By Samuel Indyk and Pete Schroeder

LONDON/WASHINGTON (Reuters) -Wall Street opened higher on Tuesday and bond yields continued to swing upward as Russia’s invasion of Ukraine weighed on global growth expectations and looming Fed tightening kept investors on edge.

The International Monetary Fund slashed its forecast for global economic growth by nearly a full percentage point on Tuesday morning, citing “seismic waves” from Russia’s invasion and the “clear and present danger” of inflation in many countries.

Investors were also preparing for the next barrage of company earnings that will help them assess the impact of the Ukraine war and a spike in inflation.

Heineken, Nestle and Renault report out of Europe this week. Netflix, Tesla and Verizon are scheduled to report this week from the United States.

Buoyed by good earnings reports out of the financial sector in recent days, Wall Street opened on Tuesday higher after a choppy trading day on Monday.

The Dow Jones Industrial Average rose 266.7 points, or 0.78%, the S&P 500 gained 0.67% and the Nasdaq Composite added 0.5% in early trading.

The MSCI world equity index, which tracks shares in 50 countries, up 1.5%.

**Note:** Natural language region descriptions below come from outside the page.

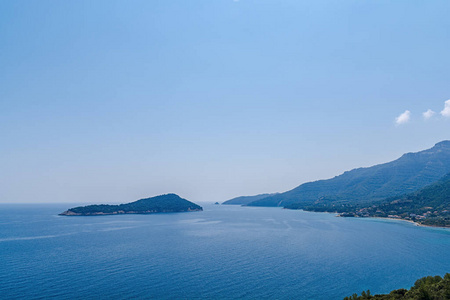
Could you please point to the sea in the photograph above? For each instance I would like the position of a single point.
(223, 252)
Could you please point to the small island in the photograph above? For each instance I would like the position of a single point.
(168, 203)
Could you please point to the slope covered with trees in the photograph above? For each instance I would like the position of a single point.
(159, 204)
(409, 173)
(426, 288)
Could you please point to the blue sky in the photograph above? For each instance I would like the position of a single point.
(112, 101)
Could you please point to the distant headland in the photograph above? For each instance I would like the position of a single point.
(168, 203)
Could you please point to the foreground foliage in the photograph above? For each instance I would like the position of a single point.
(426, 288)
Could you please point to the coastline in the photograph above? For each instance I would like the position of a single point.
(399, 219)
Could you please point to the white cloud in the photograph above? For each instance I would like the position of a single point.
(428, 114)
(403, 118)
(446, 111)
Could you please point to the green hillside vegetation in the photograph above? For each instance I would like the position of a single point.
(407, 174)
(158, 204)
(428, 206)
(427, 288)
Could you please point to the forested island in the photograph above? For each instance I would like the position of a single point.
(431, 287)
(168, 203)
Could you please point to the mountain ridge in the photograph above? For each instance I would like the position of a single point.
(408, 173)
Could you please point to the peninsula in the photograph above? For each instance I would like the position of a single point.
(168, 203)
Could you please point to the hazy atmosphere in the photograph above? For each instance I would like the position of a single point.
(105, 101)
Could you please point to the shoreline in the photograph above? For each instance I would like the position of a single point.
(399, 219)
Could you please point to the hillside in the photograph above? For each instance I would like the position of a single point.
(428, 206)
(159, 204)
(410, 172)
(244, 200)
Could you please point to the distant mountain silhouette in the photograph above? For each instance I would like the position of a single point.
(244, 200)
(409, 173)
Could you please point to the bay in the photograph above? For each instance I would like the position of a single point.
(224, 252)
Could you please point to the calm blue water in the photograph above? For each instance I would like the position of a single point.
(224, 252)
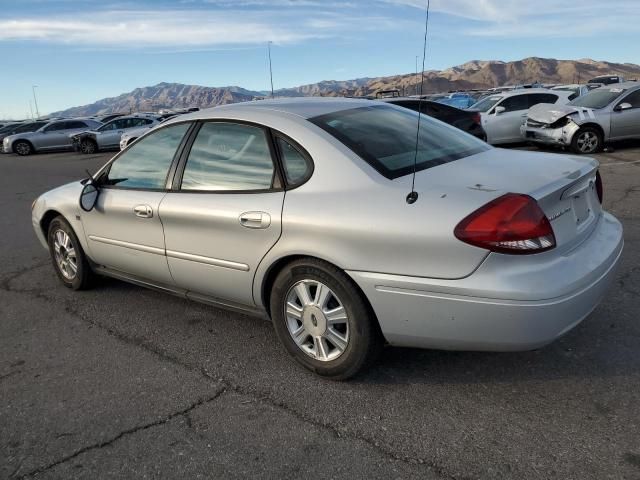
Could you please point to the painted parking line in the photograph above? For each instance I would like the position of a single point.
(613, 164)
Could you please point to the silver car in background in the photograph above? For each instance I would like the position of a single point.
(108, 136)
(576, 90)
(22, 127)
(298, 210)
(605, 114)
(503, 114)
(54, 136)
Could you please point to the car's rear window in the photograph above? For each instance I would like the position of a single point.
(385, 137)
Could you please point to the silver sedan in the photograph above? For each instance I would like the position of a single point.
(298, 210)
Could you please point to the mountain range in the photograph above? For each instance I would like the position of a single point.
(473, 74)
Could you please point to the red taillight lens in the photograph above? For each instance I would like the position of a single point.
(599, 189)
(512, 223)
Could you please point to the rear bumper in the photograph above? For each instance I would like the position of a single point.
(509, 304)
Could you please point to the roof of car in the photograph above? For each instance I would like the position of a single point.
(306, 107)
(623, 85)
(522, 91)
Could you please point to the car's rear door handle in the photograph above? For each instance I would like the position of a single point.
(255, 219)
(143, 211)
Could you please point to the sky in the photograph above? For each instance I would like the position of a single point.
(79, 51)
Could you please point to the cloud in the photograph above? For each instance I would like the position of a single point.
(154, 28)
(520, 18)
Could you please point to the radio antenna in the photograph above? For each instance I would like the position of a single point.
(413, 195)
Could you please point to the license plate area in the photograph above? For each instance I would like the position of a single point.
(581, 208)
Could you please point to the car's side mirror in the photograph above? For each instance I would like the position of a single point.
(623, 106)
(89, 197)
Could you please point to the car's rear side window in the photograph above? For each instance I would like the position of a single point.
(297, 167)
(385, 137)
(146, 164)
(227, 157)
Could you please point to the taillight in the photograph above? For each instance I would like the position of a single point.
(599, 189)
(512, 223)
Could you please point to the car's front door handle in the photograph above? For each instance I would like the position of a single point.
(255, 219)
(143, 211)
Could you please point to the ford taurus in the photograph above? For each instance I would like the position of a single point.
(298, 210)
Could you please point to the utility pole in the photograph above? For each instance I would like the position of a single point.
(416, 74)
(33, 89)
(270, 69)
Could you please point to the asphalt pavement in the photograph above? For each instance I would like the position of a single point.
(124, 382)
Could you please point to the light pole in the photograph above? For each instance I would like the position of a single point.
(270, 69)
(416, 74)
(33, 89)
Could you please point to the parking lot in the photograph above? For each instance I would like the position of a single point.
(121, 381)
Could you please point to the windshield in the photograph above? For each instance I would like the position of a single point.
(486, 103)
(598, 98)
(8, 128)
(385, 137)
(106, 126)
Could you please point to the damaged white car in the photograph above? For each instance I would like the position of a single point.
(603, 115)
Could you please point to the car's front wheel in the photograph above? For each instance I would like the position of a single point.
(23, 148)
(69, 260)
(587, 140)
(88, 146)
(323, 320)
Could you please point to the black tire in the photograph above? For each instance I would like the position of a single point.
(84, 276)
(365, 340)
(23, 148)
(592, 136)
(88, 146)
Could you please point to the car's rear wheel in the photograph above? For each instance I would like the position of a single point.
(69, 260)
(587, 140)
(88, 146)
(323, 320)
(23, 148)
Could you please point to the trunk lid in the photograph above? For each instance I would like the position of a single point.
(563, 185)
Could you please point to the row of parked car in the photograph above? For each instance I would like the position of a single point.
(582, 117)
(86, 135)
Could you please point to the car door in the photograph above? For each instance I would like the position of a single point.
(51, 137)
(504, 127)
(111, 137)
(626, 123)
(124, 231)
(71, 127)
(224, 214)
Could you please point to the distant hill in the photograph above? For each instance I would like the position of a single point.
(473, 74)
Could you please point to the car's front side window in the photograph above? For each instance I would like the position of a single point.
(228, 157)
(146, 164)
(107, 126)
(485, 104)
(633, 99)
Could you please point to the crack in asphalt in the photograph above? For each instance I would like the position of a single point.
(228, 385)
(124, 433)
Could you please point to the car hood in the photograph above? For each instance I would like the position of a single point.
(549, 113)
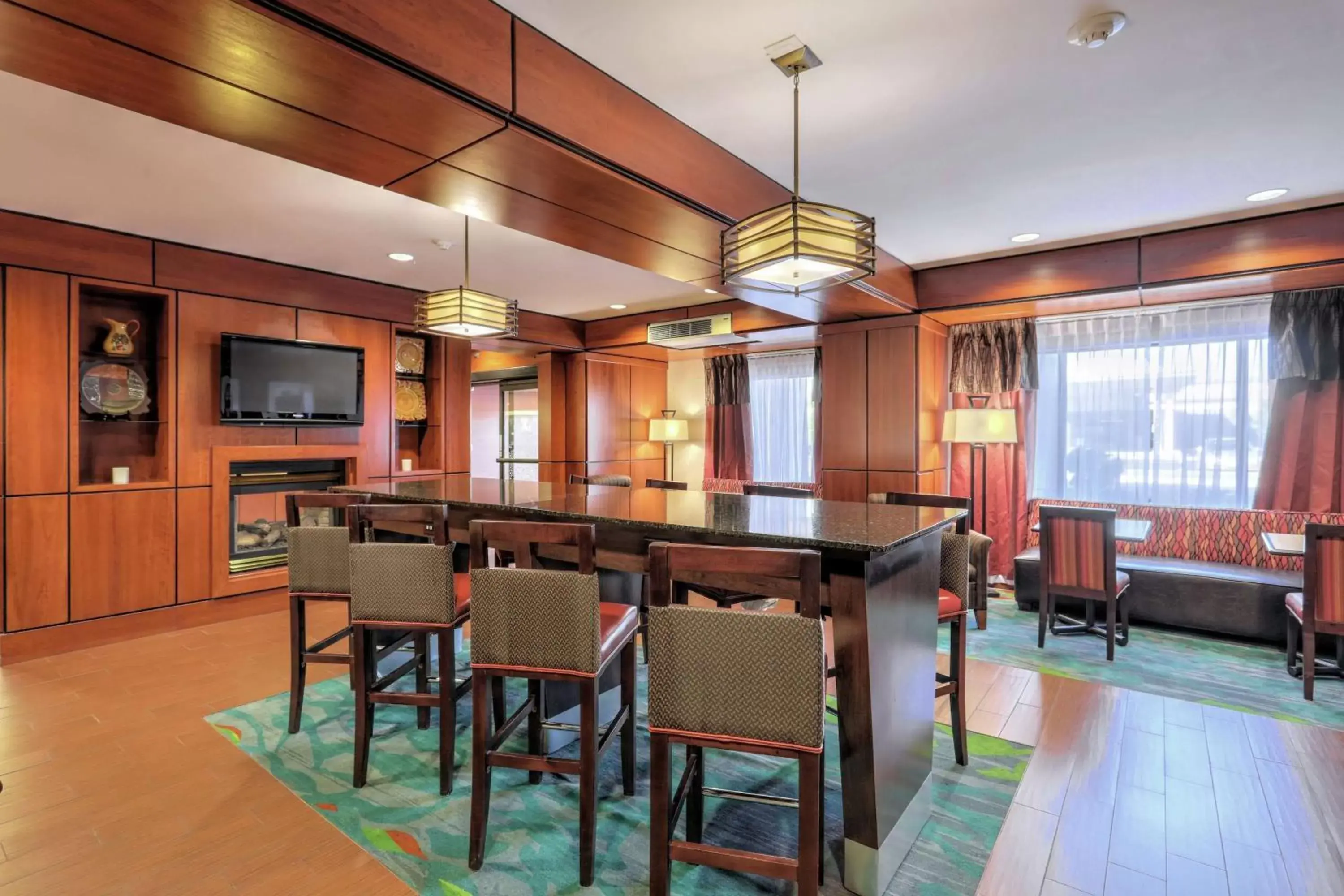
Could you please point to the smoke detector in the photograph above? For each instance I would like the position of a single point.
(1094, 31)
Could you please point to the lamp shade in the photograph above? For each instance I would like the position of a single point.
(464, 312)
(980, 425)
(668, 431)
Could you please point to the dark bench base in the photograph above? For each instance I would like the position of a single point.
(1221, 598)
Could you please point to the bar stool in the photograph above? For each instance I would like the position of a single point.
(319, 570)
(546, 625)
(605, 478)
(953, 587)
(742, 681)
(1078, 560)
(979, 595)
(405, 589)
(1319, 609)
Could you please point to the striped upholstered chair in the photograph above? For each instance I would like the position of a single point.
(1078, 560)
(319, 570)
(546, 625)
(744, 681)
(1319, 609)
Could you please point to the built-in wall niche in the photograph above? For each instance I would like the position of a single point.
(417, 404)
(121, 383)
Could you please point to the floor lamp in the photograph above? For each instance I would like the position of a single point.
(668, 431)
(979, 426)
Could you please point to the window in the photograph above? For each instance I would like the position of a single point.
(784, 416)
(1164, 408)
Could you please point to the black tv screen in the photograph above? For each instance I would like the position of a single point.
(277, 382)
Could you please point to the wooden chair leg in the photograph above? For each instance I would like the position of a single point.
(695, 796)
(810, 821)
(588, 781)
(628, 742)
(1045, 616)
(498, 702)
(660, 863)
(447, 712)
(480, 770)
(422, 677)
(1295, 634)
(363, 706)
(1308, 663)
(956, 671)
(1111, 629)
(297, 667)
(535, 735)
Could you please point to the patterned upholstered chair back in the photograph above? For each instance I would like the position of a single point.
(530, 617)
(605, 478)
(956, 564)
(745, 676)
(318, 540)
(1324, 573)
(1078, 550)
(401, 582)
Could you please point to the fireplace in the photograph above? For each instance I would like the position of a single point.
(257, 489)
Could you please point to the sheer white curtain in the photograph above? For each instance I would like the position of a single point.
(1162, 406)
(784, 416)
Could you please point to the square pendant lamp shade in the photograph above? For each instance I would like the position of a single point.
(799, 246)
(464, 312)
(668, 431)
(980, 426)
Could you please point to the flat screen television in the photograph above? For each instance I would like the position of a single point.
(280, 382)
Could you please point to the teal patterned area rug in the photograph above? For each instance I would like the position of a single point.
(1236, 675)
(533, 839)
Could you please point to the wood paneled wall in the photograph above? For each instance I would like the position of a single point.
(883, 389)
(84, 552)
(609, 402)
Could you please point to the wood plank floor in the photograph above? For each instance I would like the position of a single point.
(115, 785)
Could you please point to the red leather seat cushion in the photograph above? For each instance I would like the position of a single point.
(1295, 603)
(948, 603)
(616, 625)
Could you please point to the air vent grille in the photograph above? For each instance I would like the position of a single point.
(676, 330)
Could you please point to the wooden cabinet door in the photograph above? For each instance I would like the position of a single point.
(37, 382)
(37, 569)
(124, 551)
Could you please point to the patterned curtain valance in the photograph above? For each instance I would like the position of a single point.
(1307, 335)
(994, 357)
(726, 381)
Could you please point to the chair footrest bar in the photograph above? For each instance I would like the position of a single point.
(750, 798)
(726, 859)
(527, 762)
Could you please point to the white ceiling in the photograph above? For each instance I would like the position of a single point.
(961, 123)
(70, 158)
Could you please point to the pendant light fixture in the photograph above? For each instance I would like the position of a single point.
(464, 311)
(799, 246)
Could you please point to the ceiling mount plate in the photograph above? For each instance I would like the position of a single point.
(792, 57)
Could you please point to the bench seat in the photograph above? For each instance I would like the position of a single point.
(1219, 598)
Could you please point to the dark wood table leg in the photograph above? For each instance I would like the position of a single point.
(886, 629)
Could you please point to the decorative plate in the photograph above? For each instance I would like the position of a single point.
(410, 402)
(410, 355)
(112, 389)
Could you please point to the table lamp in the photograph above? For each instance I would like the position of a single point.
(668, 431)
(979, 426)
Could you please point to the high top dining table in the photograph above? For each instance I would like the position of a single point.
(881, 570)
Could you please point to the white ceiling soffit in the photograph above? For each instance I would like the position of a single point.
(960, 124)
(70, 158)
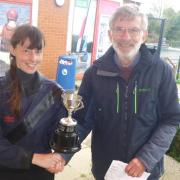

Yields on 10-year U.S. inflation linked bonds held near the two-year highs they reached on Monday, and are within touching distance of turning positive for the first time since the onset of the COVID-19 pandemic.

Equity investors had been reassured by the fact that, when stripping out the effects of inflation, bond yields had been deep in negative territory, but that looks set to end.

The Federal Reserve looks all but certain to raise its interest rate by 50 basis points when it meets next month and a 75 basis point hike has not been ruled out.

St. Louis Federal Reserve President James Bullard repeated his case for raising rates to 3.5% by the year-end on Monday, adding a 75 basis point hike should not be discounted, although this was not his base case.

“I think that’s a good reminder for markets that that is actually possible but he is known for his hawkish views so you do have to take that into account as well,” said Baylee Wakefield, multi-asset portfolio manager at Aviva Investors.

The dollar index rose above 101 for the first time since March 2020, as the greenback hit a 20-year high against the yen and tested a two-year peak on the euro, amid higher U.S. Treasury yields.

The benchmark 10-year Treasury yield was last at 2.9264%, hitting its highest levels in three years. The 30-year U.S. Treasury yield rose above 3.0% for the first time since early 2019.

Oil prices fell after floating near their highest since mid-March amid global supply concerns after Libya was forced to halt some oil exports.

Brent crude futures were last down 3.68% at $109.02 a barrel. U.S. crude futures were down 3,86% at $104.03 a barrel.

Gold prices were lower after coming close to reaching $2,000 an ounce during Monday’s session. Spot gold was last at $1,963.70 an ounce.